Лицо молодого человека стало еще бледнее, но он храбро кивнул головой.
Эрик помолчал некоторое время.
— Девчонка не стоит того, мальчик. Ни одна девушка не стоит того.
— Нет, эта стоит, — возразил тот.
Эрик подумал, что он обманутый дурак, но он был в конце концов, мужчиной и заслуживал поединка.
— Тогда на восходе, — сказал он. — На этом самом поле.
Рауен взмахнул рукой.
— Хорошо, принц Эрик, на этом самом поле.
— И пусть Бог благословит твою душу, — пробурчал сердито король.
Рауен снова грустно кивнул головой. Эрик решил, что этот молодой человек ему нравится: у него есть мужество пойти навстречу верной смерти. Рауен повернул своего коня и поехал назад. Среди людей Эрика раздался боевой клич, его подхватил ветер. Этот клич откликнулся эхом смерти.
Эрик гневно поднял руку, чтобы они прекратили. Белый конь гарцевал под ним, чувствуя его настроение. Он объехал своих воинов.
— Разве вы ищете смерти наших союзников? Нет, мы будем сражаться с датчанами, и если мы и будем радоваться чьей-то смерти, то только вражеской!
Гнев его рос, и он повернулся, чтобы выехать из толпы своих воинов. Он поехал к валу, не заботясь о том, чтобы найти ворота. Белый конь легко взял препятствие, и он поскакал по лугам, полям и лесам. Он скакал и скакал и снова почувствовал это — любовь к земле полностью заполнила его.
Наконец он остановился у высокой скалы, которая была обращена к долине, где находилось жилище короля. Несмотря на большое количество воинов и оружия, он закрыл глаза и постарался представить себе мирную картину. Он видел пасущихся овец и жирных уток, ковыляющих к воде, кобылу с жеребятами, а сам воздух был напоен ароматом возрождения, благоуханием весны.

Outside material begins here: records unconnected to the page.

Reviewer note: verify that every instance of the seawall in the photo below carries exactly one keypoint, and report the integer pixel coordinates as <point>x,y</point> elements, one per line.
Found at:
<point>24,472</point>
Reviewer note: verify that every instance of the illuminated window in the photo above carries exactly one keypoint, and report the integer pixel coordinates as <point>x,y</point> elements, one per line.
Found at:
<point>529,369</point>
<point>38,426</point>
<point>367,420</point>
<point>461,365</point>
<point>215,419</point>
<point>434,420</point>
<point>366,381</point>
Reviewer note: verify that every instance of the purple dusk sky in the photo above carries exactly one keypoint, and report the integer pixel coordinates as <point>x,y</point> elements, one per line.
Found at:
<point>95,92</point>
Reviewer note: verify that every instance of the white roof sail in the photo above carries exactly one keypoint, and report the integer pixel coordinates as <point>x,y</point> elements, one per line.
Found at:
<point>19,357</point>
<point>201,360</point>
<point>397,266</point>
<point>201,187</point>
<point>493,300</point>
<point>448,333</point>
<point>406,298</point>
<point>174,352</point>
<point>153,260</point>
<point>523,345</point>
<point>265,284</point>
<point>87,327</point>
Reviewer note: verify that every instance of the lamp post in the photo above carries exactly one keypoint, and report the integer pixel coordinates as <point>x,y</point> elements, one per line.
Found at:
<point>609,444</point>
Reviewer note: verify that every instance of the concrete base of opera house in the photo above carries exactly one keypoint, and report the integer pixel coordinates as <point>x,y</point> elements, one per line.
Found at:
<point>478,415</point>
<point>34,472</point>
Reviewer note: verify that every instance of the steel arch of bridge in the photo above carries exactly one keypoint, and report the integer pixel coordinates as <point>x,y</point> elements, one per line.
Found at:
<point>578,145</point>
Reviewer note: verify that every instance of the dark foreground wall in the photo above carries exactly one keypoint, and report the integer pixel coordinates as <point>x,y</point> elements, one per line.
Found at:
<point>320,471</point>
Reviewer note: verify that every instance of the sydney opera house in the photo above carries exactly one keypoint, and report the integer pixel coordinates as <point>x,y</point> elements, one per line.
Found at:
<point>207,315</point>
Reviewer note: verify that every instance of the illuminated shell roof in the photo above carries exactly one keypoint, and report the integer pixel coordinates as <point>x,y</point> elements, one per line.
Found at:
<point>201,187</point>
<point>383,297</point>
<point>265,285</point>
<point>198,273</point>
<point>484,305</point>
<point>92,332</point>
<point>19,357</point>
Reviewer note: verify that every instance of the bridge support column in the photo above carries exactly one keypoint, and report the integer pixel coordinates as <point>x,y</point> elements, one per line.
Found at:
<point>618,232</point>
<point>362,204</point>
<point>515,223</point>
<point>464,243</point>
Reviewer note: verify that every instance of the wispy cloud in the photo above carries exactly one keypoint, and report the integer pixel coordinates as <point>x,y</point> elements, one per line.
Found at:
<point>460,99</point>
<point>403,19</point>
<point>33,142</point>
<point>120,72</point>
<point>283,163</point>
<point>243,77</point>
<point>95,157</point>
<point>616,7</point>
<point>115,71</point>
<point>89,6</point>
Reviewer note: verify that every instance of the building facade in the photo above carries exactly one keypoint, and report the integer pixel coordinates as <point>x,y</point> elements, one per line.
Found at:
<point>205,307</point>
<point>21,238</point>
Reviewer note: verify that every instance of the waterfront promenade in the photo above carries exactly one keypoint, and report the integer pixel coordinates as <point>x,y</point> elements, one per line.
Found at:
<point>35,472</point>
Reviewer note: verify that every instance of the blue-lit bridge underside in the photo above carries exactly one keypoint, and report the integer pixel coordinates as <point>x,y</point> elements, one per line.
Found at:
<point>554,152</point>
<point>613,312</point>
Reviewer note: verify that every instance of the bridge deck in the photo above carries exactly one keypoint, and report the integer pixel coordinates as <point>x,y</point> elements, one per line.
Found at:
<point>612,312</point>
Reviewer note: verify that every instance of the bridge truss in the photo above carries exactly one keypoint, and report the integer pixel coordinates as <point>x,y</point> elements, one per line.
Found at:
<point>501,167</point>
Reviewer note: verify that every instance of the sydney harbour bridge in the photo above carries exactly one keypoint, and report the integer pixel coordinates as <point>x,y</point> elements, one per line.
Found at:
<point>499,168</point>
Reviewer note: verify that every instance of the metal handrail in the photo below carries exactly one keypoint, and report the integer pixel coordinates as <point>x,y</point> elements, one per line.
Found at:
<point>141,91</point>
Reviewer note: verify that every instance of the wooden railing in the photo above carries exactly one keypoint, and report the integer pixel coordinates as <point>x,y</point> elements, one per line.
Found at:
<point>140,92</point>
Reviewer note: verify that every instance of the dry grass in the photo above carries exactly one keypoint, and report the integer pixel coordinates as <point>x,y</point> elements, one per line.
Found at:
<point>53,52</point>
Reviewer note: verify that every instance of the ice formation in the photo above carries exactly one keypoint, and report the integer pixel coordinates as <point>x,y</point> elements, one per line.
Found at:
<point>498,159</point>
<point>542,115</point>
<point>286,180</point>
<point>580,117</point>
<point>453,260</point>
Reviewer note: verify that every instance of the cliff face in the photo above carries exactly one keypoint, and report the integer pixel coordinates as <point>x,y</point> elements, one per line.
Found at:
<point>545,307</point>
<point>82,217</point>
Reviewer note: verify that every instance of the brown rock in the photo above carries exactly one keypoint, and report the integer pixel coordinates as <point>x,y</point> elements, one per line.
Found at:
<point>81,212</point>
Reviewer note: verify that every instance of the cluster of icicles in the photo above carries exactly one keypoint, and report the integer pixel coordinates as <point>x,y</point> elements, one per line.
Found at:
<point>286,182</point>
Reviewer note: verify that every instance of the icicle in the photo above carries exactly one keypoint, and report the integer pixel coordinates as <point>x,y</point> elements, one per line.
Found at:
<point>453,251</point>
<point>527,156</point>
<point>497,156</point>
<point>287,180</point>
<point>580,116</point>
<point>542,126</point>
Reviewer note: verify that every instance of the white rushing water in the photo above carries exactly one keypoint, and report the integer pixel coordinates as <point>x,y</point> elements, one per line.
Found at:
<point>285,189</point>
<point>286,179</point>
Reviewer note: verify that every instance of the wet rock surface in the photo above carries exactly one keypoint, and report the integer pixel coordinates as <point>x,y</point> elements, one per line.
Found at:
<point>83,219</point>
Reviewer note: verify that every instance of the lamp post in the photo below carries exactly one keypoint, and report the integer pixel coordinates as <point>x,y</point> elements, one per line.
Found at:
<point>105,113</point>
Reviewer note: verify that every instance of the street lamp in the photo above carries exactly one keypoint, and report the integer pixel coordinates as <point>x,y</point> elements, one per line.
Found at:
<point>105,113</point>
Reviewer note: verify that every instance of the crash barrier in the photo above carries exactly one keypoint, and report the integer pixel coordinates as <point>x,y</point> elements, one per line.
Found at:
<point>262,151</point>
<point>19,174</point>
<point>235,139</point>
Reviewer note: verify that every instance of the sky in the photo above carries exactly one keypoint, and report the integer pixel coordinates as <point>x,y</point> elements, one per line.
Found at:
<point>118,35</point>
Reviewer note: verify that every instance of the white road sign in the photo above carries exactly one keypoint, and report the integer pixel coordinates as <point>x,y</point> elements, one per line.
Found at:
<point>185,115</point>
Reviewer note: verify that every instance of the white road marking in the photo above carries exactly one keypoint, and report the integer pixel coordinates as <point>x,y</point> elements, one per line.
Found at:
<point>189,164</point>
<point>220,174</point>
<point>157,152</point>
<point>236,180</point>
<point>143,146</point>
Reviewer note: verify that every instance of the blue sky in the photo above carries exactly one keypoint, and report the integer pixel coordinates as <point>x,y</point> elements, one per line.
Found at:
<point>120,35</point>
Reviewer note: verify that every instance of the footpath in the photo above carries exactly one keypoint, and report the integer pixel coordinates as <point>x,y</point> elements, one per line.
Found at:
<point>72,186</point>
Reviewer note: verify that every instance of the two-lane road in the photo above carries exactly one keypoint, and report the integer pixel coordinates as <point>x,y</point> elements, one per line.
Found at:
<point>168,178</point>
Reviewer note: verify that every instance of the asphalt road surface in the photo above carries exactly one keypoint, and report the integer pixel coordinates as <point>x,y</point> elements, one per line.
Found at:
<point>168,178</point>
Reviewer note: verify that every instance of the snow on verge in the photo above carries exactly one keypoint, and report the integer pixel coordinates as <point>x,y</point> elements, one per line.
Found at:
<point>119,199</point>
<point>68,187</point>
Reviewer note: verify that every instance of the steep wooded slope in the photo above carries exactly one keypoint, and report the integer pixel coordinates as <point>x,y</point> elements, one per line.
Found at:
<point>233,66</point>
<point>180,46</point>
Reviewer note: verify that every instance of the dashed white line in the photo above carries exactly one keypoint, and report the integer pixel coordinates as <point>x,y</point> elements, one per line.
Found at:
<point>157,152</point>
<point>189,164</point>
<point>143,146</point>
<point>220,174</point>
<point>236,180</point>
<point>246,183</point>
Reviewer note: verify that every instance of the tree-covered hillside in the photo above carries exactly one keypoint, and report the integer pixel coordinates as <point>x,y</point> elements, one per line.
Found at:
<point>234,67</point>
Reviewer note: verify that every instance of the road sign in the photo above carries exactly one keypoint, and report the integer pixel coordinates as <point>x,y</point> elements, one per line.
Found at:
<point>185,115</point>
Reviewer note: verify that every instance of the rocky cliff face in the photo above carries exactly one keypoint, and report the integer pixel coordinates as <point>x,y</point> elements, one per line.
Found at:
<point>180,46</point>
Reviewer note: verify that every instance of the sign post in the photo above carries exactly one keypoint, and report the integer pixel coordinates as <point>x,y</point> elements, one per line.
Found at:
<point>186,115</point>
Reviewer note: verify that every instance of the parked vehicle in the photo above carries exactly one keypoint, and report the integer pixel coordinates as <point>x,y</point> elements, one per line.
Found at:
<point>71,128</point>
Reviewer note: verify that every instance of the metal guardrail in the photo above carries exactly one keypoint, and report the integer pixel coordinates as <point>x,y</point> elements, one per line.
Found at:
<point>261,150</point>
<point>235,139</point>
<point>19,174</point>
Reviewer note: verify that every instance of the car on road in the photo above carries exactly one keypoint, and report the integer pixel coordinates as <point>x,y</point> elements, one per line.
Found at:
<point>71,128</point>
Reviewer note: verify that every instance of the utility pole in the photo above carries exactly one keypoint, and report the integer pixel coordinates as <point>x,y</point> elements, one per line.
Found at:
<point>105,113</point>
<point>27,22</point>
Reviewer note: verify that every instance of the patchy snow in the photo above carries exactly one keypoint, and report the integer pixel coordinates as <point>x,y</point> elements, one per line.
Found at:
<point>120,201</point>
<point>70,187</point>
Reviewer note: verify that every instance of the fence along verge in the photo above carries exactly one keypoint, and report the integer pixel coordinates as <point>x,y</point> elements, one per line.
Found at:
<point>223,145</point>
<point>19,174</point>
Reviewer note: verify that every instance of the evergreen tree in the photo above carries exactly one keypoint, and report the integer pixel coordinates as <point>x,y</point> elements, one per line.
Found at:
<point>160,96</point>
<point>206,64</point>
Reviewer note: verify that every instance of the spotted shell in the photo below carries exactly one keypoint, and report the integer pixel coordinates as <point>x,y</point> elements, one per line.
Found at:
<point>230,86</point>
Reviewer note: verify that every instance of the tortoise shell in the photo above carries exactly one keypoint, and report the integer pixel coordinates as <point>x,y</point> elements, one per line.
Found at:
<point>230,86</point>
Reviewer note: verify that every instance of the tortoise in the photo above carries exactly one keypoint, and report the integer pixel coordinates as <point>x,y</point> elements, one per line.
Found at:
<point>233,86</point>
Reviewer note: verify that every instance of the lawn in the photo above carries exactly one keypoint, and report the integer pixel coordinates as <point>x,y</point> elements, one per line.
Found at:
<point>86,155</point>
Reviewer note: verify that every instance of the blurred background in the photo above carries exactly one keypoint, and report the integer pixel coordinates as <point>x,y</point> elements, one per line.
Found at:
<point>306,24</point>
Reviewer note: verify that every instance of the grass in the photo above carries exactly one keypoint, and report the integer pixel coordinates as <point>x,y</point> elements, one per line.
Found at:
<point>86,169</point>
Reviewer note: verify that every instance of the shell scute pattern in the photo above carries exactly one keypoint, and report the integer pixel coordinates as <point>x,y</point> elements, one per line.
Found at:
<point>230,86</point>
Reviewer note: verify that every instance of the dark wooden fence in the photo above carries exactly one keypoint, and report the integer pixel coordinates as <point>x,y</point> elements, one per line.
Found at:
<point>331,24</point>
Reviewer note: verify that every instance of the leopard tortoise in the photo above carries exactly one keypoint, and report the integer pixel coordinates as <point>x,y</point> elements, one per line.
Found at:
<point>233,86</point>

Она тоже любит эту землю, — подумал он неожиданно. Она ведь так яростно сражалась за нее. Но он любит ее еще больше, и он достигнет цели, он уверен. Он обязательно достигнет цели.
Вечером Эрик с изумлением увидел Рианон, решившую выйти к ужину.
Рауена не было. Эрик задался вопросом, слышала ли Рианон о поединке, а потом решил, что вряд ли ей известно об этом, потому что ее взгляд был полон отвращения, но не страха. Вряд ли она была бы столь бесстрашна, — подумал Эрик, — знай она о предстоящем поединке.
Она не села с ним рядом и не приблизилась к королю.
Она появилась, красивая и величественная, войдя в зал с горделивым видом, делавшим нелепыми любые подозрения. Эрик подумал было, что она станет избегать его и короля. Но она выбрала обратное. Она была самой великолепной женщиной в зале, а может быть во всей Англии, — подумал Эрик. — На ней было мягкое серо-голубое платье, прекрасно гармонировавшее с ее глазами, кроме тех случаев, когда ее суровый взгляд, исполненный ненависти и злобы, падал на него. Ее волосы были заплетены в косу, подчеркивая чистые линии шеи и лица. Она шла прекрасная, как сильфида, гибкая и изящная. Когда пришло время всем садиться за накрытый стол, она не подошла ни к нему, ни к королю, ни даже к Альсвите, а выбрала себе место в конце стола.
Он, со своей стороны, холодно ей поклонился и наблюдал за ней с некоторым любопытством. Завтра ее отправят в монастырь, где будут следить, чтобы ее девственность оставалась нетронутой до свадьбы. Большинство женщин в подобной ситуации не стали бы показываться на пиру, но только не эта. Она была здесь, всеми порицаемая, даже презираемая, но все равно прекрасная.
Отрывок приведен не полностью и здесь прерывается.